Both France and Germany would therefore be seriously strained to provide a backstop to Greek debt, and the UK (also at 80% debt to GDP) is not in the Eurozone, and would likely significantly resist paying for Greek debt. Other countries with relatively low debt to gdp such as Finland (48% debt to GDP) only have smaller GDP levels (Finland's GDP is approximately $222Bn). Of course, Southern EU countries such as Spain and Italy cannot provide funding to Greece, in so far that their debt to GDP levels are already too high and the markets would likely not support these countries issuing more debt.

The problem is that not only Greek debt needs to be guaranteed, but also Italy, Spanish, Portuguese and Irish debt needs to be guaranteed. Italy currently has a debt to gdp of 119% with total debt outstanding in the $2.5Trillion range. In order to get this debt down to a manageable 80%, total funds would be needed of approximately $700Bn. All in all, the total backstop for Europe to guarantee all its "in danger" countries would likely be over $1Trillion.

Overall, it appears unlikely that France and Germany or a combination of other European countries can backstop $1trillion.

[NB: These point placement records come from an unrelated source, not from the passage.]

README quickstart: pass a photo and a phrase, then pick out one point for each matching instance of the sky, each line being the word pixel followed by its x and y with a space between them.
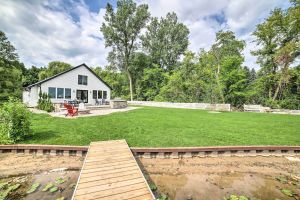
pixel 69 30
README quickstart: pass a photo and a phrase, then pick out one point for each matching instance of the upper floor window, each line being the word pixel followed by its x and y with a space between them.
pixel 104 94
pixel 52 92
pixel 82 80
pixel 67 93
pixel 60 93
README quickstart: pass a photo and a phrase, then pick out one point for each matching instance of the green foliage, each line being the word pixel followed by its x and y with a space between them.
pixel 14 121
pixel 31 75
pixel 121 30
pixel 165 40
pixel 60 180
pixel 33 188
pixel 166 127
pixel 149 85
pixel 7 189
pixel 44 102
pixel 152 186
pixel 235 197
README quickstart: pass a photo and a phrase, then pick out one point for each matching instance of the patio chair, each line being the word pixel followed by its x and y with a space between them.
pixel 71 111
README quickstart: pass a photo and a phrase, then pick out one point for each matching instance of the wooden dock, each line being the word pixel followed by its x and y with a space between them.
pixel 110 171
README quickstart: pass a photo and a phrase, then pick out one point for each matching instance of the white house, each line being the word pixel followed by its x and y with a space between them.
pixel 79 83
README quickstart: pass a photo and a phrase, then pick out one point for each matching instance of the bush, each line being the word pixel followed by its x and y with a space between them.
pixel 44 102
pixel 14 121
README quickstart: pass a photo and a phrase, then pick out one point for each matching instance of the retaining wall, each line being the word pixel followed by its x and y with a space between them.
pixel 203 106
pixel 183 152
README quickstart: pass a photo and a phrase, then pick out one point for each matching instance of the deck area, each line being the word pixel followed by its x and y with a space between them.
pixel 110 171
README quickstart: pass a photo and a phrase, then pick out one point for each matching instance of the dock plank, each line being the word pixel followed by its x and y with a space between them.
pixel 110 171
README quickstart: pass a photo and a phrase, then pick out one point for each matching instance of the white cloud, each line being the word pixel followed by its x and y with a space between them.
pixel 43 32
pixel 240 16
pixel 49 30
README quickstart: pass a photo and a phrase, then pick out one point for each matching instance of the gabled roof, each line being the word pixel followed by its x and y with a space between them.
pixel 52 77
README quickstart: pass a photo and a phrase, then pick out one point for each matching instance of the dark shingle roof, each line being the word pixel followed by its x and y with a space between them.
pixel 52 77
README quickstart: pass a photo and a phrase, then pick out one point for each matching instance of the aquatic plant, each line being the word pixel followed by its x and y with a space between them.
pixel 152 186
pixel 33 188
pixel 48 186
pixel 53 189
pixel 163 197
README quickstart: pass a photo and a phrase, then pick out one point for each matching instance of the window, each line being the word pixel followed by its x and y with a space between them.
pixel 82 80
pixel 67 93
pixel 99 94
pixel 94 94
pixel 104 94
pixel 60 93
pixel 52 92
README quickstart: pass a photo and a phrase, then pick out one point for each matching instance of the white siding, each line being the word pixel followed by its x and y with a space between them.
pixel 30 97
pixel 69 80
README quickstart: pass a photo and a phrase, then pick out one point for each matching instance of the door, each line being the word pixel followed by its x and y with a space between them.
pixel 82 95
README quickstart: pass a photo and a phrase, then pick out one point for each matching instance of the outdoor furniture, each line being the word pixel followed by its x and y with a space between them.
pixel 82 109
pixel 71 111
pixel 256 108
pixel 73 103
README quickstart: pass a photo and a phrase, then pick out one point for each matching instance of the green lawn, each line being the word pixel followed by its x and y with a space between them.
pixel 163 127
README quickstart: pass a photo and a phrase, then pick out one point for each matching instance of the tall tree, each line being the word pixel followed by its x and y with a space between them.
pixel 10 70
pixel 166 40
pixel 225 46
pixel 53 68
pixel 278 38
pixel 121 31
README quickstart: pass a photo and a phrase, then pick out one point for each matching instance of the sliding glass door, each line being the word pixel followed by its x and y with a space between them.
pixel 82 95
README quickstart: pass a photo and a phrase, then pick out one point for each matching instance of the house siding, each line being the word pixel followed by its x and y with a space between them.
pixel 70 80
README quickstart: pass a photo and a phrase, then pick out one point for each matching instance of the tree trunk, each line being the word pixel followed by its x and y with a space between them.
pixel 282 78
pixel 219 85
pixel 130 85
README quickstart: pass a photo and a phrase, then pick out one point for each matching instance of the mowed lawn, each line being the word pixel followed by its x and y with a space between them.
pixel 166 127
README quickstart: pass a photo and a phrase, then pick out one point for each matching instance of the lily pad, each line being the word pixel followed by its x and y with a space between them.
pixel 53 189
pixel 60 180
pixel 48 186
pixel 287 192
pixel 152 186
pixel 281 179
pixel 163 197
pixel 11 188
pixel 33 188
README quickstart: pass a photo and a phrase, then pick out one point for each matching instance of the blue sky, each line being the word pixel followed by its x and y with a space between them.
pixel 69 31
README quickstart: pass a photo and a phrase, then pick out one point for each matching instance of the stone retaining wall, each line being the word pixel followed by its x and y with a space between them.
pixel 203 106
pixel 183 152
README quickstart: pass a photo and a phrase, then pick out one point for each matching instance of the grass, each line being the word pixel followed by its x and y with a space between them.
pixel 167 127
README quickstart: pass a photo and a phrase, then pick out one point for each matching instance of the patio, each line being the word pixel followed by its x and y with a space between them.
pixel 93 111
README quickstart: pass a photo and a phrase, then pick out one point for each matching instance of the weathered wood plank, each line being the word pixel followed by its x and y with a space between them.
pixel 110 172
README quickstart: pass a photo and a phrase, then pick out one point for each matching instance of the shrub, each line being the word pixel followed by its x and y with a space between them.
pixel 14 121
pixel 44 102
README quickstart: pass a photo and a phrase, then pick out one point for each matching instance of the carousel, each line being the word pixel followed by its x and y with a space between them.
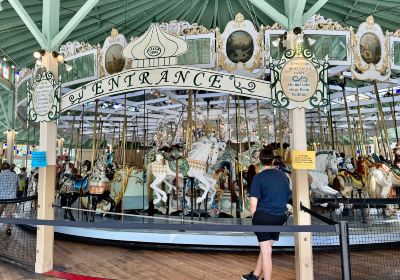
pixel 166 127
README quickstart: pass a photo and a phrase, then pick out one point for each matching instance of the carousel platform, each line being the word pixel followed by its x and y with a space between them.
pixel 378 230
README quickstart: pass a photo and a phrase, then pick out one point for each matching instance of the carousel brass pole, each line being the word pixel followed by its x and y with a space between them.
pixel 77 146
pixel 280 134
pixel 378 100
pixel 247 130
pixel 321 132
pixel 360 125
pixel 383 142
pixel 330 122
pixel 356 135
pixel 377 140
pixel 260 134
pixel 94 132
pixel 72 137
pixel 312 135
pixel 99 142
pixel 131 154
pixel 349 127
pixel 189 123
pixel 394 117
pixel 195 116
pixel 124 132
pixel 336 135
pixel 208 126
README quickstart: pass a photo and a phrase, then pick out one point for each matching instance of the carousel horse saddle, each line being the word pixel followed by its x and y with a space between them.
pixel 183 166
pixel 81 184
pixel 395 170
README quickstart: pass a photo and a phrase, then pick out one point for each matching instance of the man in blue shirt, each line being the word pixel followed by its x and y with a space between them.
pixel 8 190
pixel 269 194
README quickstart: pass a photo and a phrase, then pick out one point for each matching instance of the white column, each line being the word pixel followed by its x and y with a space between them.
pixel 46 185
pixel 10 145
pixel 60 146
pixel 301 193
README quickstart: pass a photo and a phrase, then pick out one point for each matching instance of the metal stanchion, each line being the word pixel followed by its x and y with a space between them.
pixel 343 229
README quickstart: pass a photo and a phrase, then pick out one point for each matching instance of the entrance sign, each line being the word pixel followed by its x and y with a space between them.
pixel 172 77
pixel 303 160
pixel 44 98
pixel 299 80
pixel 39 159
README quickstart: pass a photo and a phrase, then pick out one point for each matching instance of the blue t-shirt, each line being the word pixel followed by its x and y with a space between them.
pixel 271 188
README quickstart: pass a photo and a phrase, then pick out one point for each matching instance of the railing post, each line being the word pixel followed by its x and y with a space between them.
pixel 344 250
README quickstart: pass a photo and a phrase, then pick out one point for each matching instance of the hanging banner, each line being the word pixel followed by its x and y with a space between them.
pixel 299 80
pixel 303 160
pixel 167 77
pixel 44 98
pixel 39 159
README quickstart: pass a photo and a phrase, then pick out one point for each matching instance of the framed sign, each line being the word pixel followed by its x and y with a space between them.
pixel 299 80
pixel 303 160
pixel 44 97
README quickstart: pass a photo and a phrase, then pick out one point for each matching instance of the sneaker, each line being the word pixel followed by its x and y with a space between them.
pixel 249 276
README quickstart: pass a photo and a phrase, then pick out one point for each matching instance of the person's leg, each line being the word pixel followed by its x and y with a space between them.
pixel 266 251
pixel 258 270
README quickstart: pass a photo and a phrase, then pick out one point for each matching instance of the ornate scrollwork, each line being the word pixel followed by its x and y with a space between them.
pixel 54 112
pixel 318 22
pixel 238 85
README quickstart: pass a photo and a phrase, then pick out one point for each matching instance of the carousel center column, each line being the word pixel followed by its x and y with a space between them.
pixel 46 184
pixel 300 194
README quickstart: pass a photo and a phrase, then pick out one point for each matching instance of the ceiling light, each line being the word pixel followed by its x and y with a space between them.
pixel 311 41
pixel 276 42
pixel 68 67
pixel 39 54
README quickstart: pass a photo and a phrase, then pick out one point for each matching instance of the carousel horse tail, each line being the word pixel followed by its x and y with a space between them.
pixel 149 180
pixel 371 186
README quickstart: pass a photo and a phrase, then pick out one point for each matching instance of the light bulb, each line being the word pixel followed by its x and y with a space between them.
pixel 276 42
pixel 68 67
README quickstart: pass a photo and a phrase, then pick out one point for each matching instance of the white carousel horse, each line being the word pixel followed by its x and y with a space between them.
pixel 203 152
pixel 379 181
pixel 326 161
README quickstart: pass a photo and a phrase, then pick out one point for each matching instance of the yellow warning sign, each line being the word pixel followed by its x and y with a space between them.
pixel 303 160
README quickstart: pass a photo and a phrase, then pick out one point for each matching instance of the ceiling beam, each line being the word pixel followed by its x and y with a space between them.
pixel 313 10
pixel 73 23
pixel 29 23
pixel 271 12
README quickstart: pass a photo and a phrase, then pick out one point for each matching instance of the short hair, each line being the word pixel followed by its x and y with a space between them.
pixel 267 155
pixel 5 166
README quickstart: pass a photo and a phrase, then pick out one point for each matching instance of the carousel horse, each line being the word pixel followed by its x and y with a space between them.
pixel 71 187
pixel 100 182
pixel 203 152
pixel 326 163
pixel 349 179
pixel 221 175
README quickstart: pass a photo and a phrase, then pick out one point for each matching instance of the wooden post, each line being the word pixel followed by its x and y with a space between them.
pixel 303 250
pixel 46 184
pixel 10 145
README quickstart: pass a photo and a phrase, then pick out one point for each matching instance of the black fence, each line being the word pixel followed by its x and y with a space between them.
pixel 18 241
pixel 373 233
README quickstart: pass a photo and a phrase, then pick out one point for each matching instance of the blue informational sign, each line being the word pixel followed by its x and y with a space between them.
pixel 39 159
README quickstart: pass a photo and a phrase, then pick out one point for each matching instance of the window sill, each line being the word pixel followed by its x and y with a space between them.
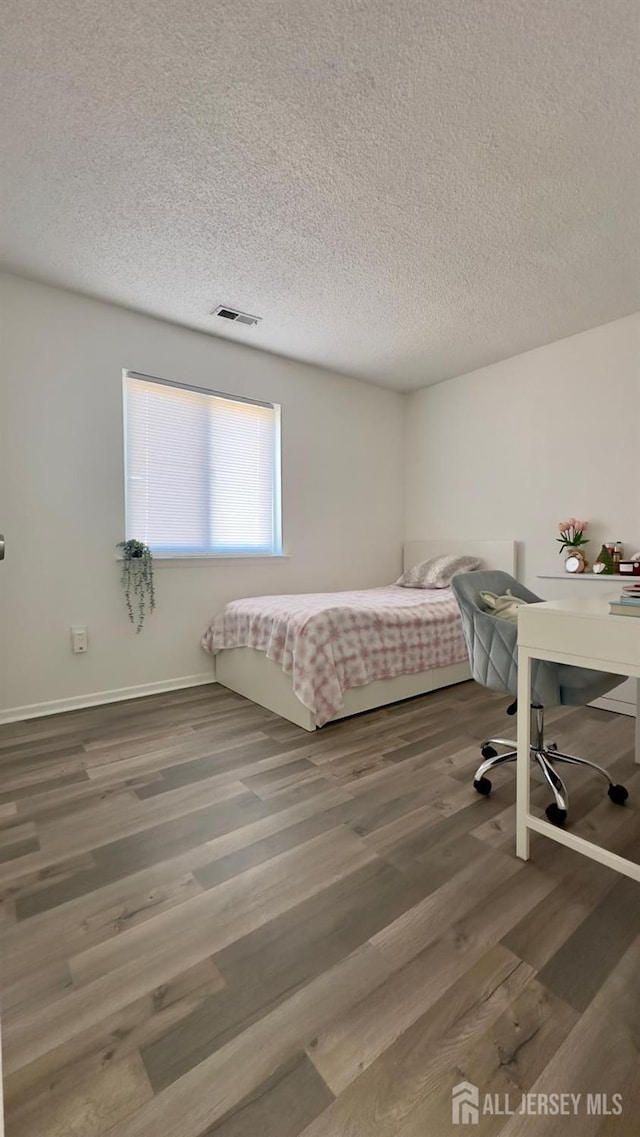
pixel 191 559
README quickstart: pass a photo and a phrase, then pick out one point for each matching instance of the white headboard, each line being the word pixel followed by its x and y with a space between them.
pixel 492 554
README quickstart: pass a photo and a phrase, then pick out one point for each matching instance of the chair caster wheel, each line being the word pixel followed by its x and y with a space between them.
pixel 556 815
pixel 482 785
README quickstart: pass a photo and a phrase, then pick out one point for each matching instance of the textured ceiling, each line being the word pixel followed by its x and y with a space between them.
pixel 402 190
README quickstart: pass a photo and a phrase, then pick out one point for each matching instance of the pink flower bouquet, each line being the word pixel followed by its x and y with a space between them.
pixel 572 533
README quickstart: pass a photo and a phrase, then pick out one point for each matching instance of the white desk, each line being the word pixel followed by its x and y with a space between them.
pixel 583 632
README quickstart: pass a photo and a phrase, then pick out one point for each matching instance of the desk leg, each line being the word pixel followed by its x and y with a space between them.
pixel 523 772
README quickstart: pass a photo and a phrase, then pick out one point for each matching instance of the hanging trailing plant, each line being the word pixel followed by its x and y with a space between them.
pixel 136 580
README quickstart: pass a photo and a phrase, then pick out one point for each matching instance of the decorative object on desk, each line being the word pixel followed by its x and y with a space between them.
pixel 604 562
pixel 628 604
pixel 571 539
pixel 575 562
pixel 136 580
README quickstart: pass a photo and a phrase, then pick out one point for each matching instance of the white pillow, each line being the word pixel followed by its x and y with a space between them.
pixel 438 572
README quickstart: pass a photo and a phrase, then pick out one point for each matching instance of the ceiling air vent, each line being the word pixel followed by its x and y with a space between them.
pixel 240 317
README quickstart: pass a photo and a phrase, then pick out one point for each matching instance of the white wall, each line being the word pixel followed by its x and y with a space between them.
pixel 61 492
pixel 512 449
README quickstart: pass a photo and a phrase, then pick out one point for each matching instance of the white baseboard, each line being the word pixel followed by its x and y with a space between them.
pixel 57 706
pixel 605 703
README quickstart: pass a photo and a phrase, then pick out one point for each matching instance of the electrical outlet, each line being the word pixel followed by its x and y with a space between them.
pixel 80 640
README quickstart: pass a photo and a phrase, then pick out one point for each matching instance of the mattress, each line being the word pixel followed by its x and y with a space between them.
pixel 332 641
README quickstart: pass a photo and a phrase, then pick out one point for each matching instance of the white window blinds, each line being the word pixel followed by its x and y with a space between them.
pixel 201 470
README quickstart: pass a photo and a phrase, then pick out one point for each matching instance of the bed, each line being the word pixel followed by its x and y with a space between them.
pixel 308 664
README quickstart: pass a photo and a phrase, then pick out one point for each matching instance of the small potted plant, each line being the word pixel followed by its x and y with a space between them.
pixel 571 539
pixel 136 579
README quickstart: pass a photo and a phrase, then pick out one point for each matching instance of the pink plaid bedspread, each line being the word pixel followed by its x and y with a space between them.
pixel 331 641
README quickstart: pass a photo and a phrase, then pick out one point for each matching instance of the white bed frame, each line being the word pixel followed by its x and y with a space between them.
pixel 251 674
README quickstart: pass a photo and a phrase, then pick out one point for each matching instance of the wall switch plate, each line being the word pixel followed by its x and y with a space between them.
pixel 80 640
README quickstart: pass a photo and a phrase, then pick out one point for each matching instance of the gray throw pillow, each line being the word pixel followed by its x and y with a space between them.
pixel 438 572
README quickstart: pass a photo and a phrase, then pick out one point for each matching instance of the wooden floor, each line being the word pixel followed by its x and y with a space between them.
pixel 217 924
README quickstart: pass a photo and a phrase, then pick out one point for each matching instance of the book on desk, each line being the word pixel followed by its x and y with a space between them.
pixel 628 604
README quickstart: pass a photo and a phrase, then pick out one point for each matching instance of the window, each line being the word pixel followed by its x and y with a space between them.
pixel 201 470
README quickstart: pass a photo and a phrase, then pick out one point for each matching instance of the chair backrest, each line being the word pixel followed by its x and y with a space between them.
pixel 492 642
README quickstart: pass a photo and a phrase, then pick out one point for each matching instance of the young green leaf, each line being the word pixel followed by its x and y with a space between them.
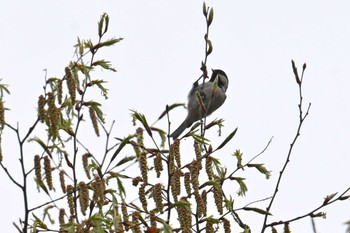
pixel 229 137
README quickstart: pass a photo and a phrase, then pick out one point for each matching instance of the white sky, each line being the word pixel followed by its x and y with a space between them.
pixel 159 59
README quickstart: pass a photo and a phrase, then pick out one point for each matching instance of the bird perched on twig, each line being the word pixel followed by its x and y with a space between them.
pixel 204 99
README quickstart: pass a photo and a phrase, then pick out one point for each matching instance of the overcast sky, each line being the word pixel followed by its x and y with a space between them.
pixel 158 60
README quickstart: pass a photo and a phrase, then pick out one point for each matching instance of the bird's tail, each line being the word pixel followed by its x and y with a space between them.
pixel 179 130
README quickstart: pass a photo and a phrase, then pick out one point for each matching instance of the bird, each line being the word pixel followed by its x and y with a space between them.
pixel 213 95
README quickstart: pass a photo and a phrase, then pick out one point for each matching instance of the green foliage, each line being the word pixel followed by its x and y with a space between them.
pixel 177 190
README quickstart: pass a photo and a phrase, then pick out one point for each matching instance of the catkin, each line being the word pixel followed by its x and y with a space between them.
pixel 48 172
pixel 62 181
pixel 94 121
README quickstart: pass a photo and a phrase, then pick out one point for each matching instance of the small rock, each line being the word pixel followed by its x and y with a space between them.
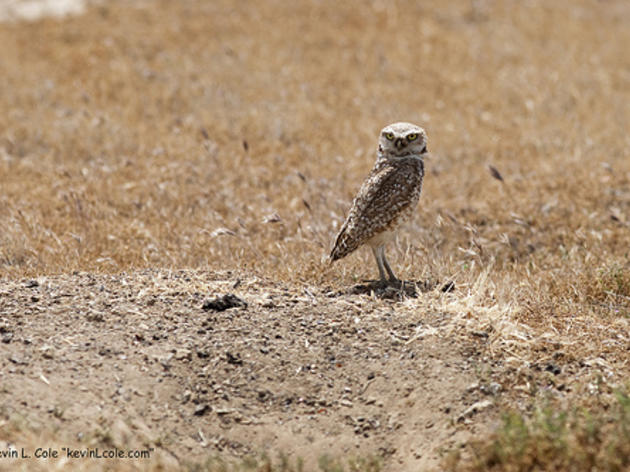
pixel 474 409
pixel 223 303
pixel 232 359
pixel 553 368
pixel 181 354
pixel 48 352
pixel 201 409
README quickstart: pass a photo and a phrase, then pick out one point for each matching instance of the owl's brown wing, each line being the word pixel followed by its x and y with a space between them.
pixel 388 191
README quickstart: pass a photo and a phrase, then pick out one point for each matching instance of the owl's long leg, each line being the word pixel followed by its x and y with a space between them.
pixel 390 272
pixel 378 255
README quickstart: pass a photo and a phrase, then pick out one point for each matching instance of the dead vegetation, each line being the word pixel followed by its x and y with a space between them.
pixel 207 135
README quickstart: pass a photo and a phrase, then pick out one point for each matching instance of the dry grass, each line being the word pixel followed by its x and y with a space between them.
pixel 576 440
pixel 198 134
pixel 233 136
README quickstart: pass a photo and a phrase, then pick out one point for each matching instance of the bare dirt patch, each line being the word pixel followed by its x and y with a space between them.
pixel 306 371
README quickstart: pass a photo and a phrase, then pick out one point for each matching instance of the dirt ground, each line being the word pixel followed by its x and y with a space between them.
pixel 136 361
pixel 228 139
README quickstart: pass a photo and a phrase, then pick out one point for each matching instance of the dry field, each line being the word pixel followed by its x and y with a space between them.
pixel 157 153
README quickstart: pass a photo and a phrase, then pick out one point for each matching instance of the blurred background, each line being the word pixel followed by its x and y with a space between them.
pixel 233 135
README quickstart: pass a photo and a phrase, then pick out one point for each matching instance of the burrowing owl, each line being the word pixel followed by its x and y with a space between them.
pixel 388 196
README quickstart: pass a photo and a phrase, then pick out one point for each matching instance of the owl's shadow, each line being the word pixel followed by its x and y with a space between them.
pixel 400 289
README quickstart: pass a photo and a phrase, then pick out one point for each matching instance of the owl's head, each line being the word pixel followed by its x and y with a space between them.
pixel 402 139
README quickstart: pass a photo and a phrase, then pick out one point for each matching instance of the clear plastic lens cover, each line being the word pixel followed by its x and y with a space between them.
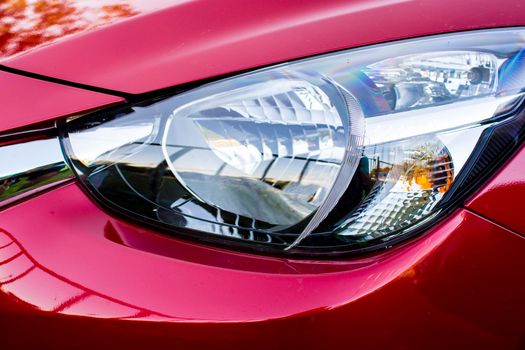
pixel 326 154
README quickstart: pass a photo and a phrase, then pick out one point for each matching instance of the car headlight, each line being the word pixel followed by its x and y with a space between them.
pixel 339 152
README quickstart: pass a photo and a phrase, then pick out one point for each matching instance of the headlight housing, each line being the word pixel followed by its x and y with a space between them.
pixel 337 153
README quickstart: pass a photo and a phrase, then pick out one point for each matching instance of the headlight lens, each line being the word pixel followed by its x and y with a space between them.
pixel 328 154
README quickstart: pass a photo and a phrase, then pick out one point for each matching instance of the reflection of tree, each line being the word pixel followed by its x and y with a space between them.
pixel 430 167
pixel 28 23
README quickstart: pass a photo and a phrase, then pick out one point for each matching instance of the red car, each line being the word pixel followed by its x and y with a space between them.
pixel 262 175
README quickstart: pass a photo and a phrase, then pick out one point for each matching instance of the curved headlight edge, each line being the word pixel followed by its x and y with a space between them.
pixel 342 152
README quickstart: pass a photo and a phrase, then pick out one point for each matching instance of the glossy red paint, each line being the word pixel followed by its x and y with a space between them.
pixel 458 286
pixel 501 199
pixel 193 40
pixel 29 24
pixel 25 101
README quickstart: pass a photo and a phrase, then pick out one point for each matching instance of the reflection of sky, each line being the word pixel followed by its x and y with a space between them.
pixel 36 153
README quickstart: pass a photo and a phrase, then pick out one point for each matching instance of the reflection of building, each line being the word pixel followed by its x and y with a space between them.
pixel 28 281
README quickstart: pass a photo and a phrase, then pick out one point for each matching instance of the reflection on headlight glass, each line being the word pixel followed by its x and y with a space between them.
pixel 329 152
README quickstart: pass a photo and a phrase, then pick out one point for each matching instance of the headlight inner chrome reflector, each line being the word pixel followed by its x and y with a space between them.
pixel 336 153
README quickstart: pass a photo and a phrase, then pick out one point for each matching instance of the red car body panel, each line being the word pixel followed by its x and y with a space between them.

Can the IMF provide funding to Europe?

The current lending capacity of the IMF is approximately $400Bn -- so the lending capacity of the IMF would have to be increased. To get to $1Trillion, the United States (which contributes 17% to the overall IMF funding capacity) would have to increase $106Bn, which is possible, but politically unlikely. Other countries, such as Japan (which contributes 6% to the IMF budget) would have a difficult time raising funds to contribute to a vastly increased IMF lending capacity. Overall it appears the IMF will have a very difficult time guaranteeing EU debt alone.

Can a combination of IMF and the EU Guarantee Southern EU Soveriegn Debt?

This is possible, but would require the IMF taking the lead, as it is difficult to see how the northern EU states and France could guarantee more than $400Bn, while over $1 Trillion would likely be needed. An increased funding capacity to $500-$700Bn for the IMF is more possible -- meaning additional funding by $200 to $300Bn. This would require close cooperation between the IMF and the EU, which appears very difficult currently, politically. But financially, it is possible although difficult.

Conclusion: Greek Default and Southern EU Sovereign Defaults Very Possible -- if not likely -- without joint EU -IMF Bailouts

Currently as of the beginning of October, it does not look as if there is the political will to get the EU and IMF coordinating on a combined, increased bailout package, which would require significant additional funding (read: additional taxes) for the EU from France and Germany and increased funding for the IMF (read additional taxes for IMF member countries). The likelihood of this occurring is very difficult to say, but cannot be considered "the most likely outcome" meaning that the probability is higher for less than a needed guarantee for southern EU debt materializing in the future.

4 comments:

Media Mentions said...

Now as is the case with many a political issue, nothing is ever black and white, regardless of what some politicians will have us believe. But of course in this case i’m referring specifically to Greece and it’s looming default. I have recently found a short article on pressdisplay that I think sheds its fare share of insight into the situation. In any case, here’s the page if you’re interested (http://www.pressdisplay.com/pressdisplay/showlink.aspx?bookmarkid=KYSXM67WYB51&preview=article&linkid=52301e47-615b-4467-9559-7db9658d1a18&pdaffid=ZVFwBG5jk4Kvl9OaBJc5%2bg%3d%3d) and hope you find it as handy as I have in deciphering some of the country’s current issues. Cheers!

Pawan said...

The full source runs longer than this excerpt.